Questa sentenza è un "macigno" nei confronti della attività escavativa - fa notare con soddisfazione il CISA (Comitato Interregionale per la Salvaguardia dell'Alfina) - che pone finalmente, almeno nella parte umbra del comprensorio dell'Alfina, un punto fermo per la tutela della risorsa idropotabile dell'Altopiano. In sostanza la sentenza non fa che sancire una realtà ormai vissuta quotidianamente dai cittadini di tutto l'Orvietano che sulla propria pelle, ormai da anni, stanno provando l'incertezza di un progressivo scadimento qualitativo, ma anche quantitativo, dell'acqua che giunge nelle loro case.

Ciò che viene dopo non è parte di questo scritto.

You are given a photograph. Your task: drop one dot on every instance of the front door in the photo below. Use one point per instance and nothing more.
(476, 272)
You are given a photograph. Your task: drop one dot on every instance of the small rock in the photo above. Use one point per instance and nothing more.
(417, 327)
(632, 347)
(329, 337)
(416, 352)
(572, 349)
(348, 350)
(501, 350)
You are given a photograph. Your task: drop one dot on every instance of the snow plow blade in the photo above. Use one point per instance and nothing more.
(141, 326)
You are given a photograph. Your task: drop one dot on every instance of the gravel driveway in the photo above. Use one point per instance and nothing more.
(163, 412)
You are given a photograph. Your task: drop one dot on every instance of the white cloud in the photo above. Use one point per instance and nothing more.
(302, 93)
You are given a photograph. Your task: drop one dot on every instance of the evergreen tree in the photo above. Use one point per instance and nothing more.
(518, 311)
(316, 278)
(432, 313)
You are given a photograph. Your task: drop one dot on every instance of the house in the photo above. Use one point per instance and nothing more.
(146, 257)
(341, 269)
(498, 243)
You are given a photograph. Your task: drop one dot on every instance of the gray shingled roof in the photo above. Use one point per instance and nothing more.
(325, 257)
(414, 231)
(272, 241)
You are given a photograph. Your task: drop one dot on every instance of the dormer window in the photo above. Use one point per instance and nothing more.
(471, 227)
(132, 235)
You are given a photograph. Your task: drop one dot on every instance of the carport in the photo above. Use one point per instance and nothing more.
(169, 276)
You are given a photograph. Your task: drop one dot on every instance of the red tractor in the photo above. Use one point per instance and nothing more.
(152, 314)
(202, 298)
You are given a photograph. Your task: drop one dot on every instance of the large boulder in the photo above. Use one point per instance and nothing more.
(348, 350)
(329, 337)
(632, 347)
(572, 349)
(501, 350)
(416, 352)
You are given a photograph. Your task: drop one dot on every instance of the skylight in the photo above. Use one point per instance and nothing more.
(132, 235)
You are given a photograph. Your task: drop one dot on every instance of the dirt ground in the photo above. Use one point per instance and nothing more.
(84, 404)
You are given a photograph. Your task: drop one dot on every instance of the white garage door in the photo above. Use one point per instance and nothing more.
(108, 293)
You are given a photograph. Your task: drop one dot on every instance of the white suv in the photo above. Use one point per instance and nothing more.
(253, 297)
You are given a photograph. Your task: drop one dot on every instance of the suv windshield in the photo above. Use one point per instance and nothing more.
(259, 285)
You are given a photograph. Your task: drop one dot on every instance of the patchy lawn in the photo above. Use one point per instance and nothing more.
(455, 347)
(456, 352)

E' fin troppo evidente che la risorsa idropotabile contenuta nell'Altopiano dell'Alfina è legata ad un equilibrio geologico delicatissimo su cui il buonsenso dovrebbe indurre tutti gli amministratori responsabili a porre seri vincoli di tutela. "Questo è nei fatti - fa notare ancora il CISA - oggi sanciti anche dal legislatore".